Das Innenministerium hat eine Koordinationsstelle für interne Extremismusprävention und -bekämpfung eingerichtet, die ebenfalls ein Lagebild erstellen soll und anonyme Hinweise entgegennimmt. Das ist ein Novum in Sachsen.

Im Koalitionsvertrag haben wir zudem die Erstellung eines Leitbildes für die Polizei vereinbart, welches auch in Aus- und Weiterbildung klarmacht: Die Polizei muss eine über jeden Zweifel erhabene Institution sein, wenn es um den Schutz unseres freiheitlichen Rechtsstaates und seiner Werteordnung geht.

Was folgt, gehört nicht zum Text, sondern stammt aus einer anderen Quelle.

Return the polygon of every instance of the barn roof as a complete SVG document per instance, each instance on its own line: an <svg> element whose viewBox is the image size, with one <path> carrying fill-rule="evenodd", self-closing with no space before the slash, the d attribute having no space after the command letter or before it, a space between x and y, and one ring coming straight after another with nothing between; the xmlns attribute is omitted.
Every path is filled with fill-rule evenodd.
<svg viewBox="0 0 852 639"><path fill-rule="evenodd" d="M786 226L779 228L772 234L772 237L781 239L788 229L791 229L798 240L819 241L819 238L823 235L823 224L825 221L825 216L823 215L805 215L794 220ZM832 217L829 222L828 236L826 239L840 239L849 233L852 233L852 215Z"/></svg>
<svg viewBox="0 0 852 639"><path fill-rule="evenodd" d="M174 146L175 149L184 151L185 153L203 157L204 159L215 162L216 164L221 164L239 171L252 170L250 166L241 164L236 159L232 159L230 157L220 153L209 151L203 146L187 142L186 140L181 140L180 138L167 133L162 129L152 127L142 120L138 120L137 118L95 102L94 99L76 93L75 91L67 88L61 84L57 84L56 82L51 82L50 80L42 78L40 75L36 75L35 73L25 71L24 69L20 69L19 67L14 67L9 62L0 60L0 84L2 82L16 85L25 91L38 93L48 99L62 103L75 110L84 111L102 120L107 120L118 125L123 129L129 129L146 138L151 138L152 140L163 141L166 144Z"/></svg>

Liebe Kolleginnen und Kollegen,
ich könnte es mir jetzt einfach machen. Ich könnte dem Antrag einfach zustimmen und sagen, wir haben damit klar gemacht, was wir als BÜNDNISGRÜNE eigentlich wollen. Aber das Problem ist zu gravierend und zu komplex, als dass wir uns mit dem einfachsten Weg, dem der bloßen Proklamation, zufriedengeben dürfen.

Wir BÜNDNISGRÜNE werden deshalb weiterhin für fundierte wissenschaftliche Analysen zum Ausmaß gruppenbezogener Menschenfeindlichkeit in Sicherheitsbehörden eintreten – und zwar unabhängig von der Abstimmung dieses Antrages – und wir werden deutlich machen, dass Sachsen das Beste aus der Seehofer-Studie rausholen muss, indem es sich mit eigenen Fragekomplexen an ihr beteiligt. Das ist meine klare und unmissverständliche Erwartungshaltung an das Innenministerium.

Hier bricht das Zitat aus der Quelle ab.